Since then he has shot more than 600 portraits throughout the Twin Cities and into Wisconsin, about 240 of which he has collected in a self-published book, "Front Porch Portraits: Staying Apart Together."

"It seemed like a good thing to be doing during the time of COVID, a way to give back a bit," Streble said. "I don't charge for the photos, so at the very least everyone would have a free family portrait."

He saw the portraits as a way to mark this very strange period. "Maybe I didn't think of that right away, but it certainly manifested as I shot them," he said. "We're all in this together. In every one of these houses there are people."

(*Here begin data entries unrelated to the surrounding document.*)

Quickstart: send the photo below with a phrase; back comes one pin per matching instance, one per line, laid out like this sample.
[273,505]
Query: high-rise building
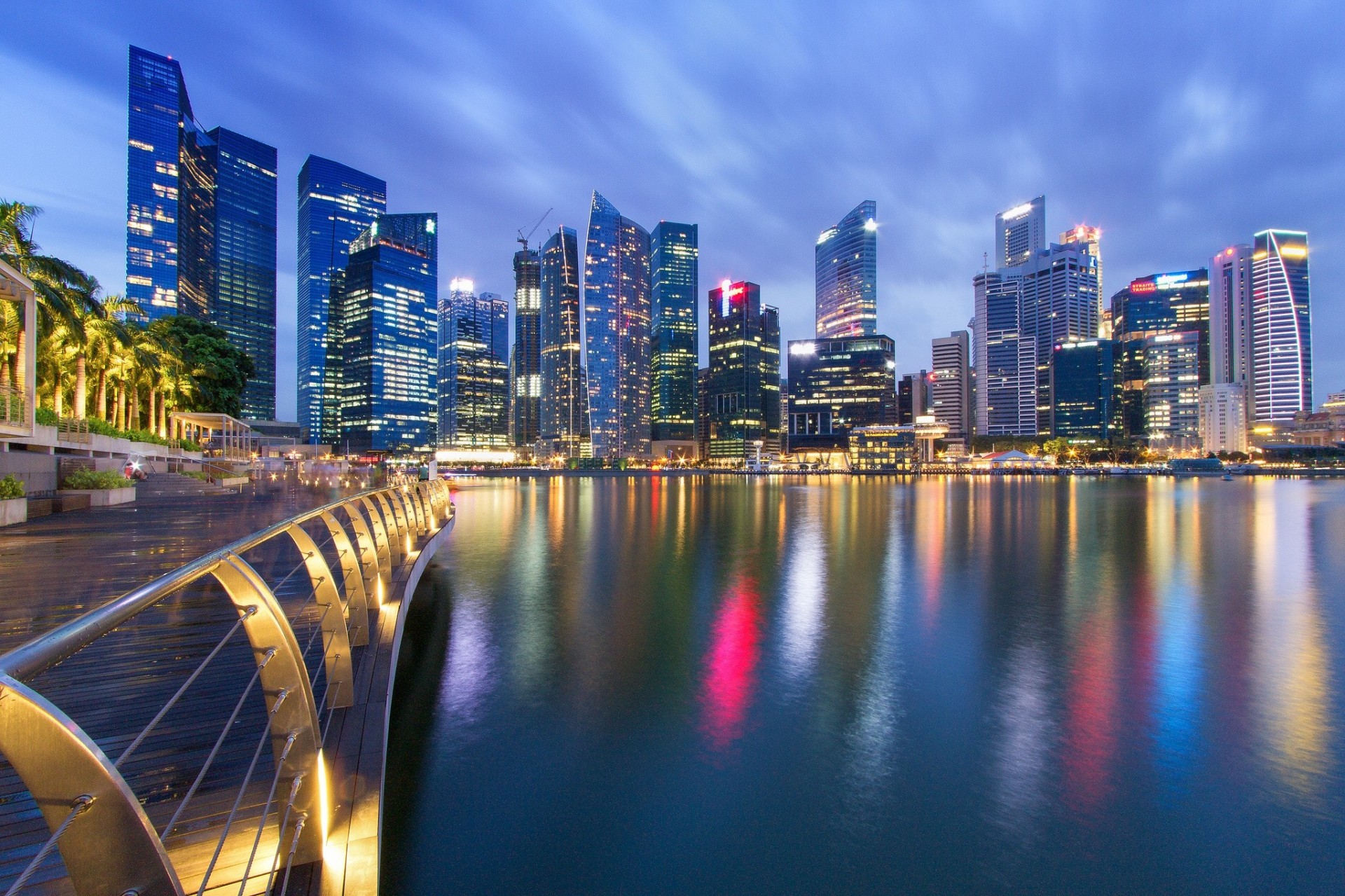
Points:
[526,361]
[1020,233]
[336,203]
[385,327]
[472,369]
[846,261]
[1083,390]
[1282,330]
[950,385]
[744,389]
[565,418]
[834,387]
[674,276]
[616,324]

He allotted about 15 to 30 minutes per portrait, which he scheduled by neighborhood. "I had a huge spreadsheet," he said. "I would just show up, set up my light, knock on the door, and shoot it in a couple of minutes."

For the portraits, people dressed however they chose — Streble hoped for what he called "quarantine wear," for people to step out of their front doors wearing what they normally wore during the shutdown. And while a few people dressed up (one guy came out in black tie), that is mostly what people did.

What marks these photos is the neighborly feeling — people are barefoot, or in flip-flops, in hoodies and T-shirts, hanging out on their front stoops.

"It was surprising how people are so casual about it, which I love, but I think it has to do with the fact that it's on their porch," Streble said. "Not a lot of pretense. Sort of, 'Here we are, go for it.' "

There is much diversity in these photos — of family size, of age, of race, of gender. Some people smile. Some fold their arms and look sternly at the camera. A lot of people hold dogs. (There are surprisingly few cats.) A lot of people hold babies.

Some of the subjects are known names — Gov. Tim Walz and his family, for instance, or former Minnesota Viking Carl Eller, or Minneapolis City Council Member Andrea Jenkins. But most are just — folks. Neighbors.

Text is minimal; there are a few quotes from people, but mostly the book lets the photos tell the story. Some people identify themselves with full names, some just by family name, some with just their first name. Some have their hands in their pockets. Some hold hands.

But they are all families, even families of one, and they are all in front of their own front door.

"I think it's a way to connect community," Streble said. "It gives people a chance to feel like they're part of a bigger thing. They are surely connected to all the other people I've photographed. It makes people feel good, too, it gives them kind of a buzz, it records history. You don't often have a chance to realize you're recording history in real time."

Streble paid for the project and the book with a Kickstarter campaign that raised $17,000 — a break-even amount, he said.

Though the pandemic rages on, the project has mostly ended with the publication of the book and a resurgence of Streble's paid work. But he said he discovered a lot from the neighborhood portraits he took.

"I learned that people are so optimistic," he said. "It was so refreshing. They're ready for this to be over, certainly, but they're eager, they want relationships, they enjoy our chats, and sometimes it was hard to leave, to move on to my next photo."

At the end of the book, on page 113, the final portrait is of Streble and Bessette, arms around each other, smiling, in front of their own front door. Who took that image?

"Self-timer," Streble chuckled. "Classic."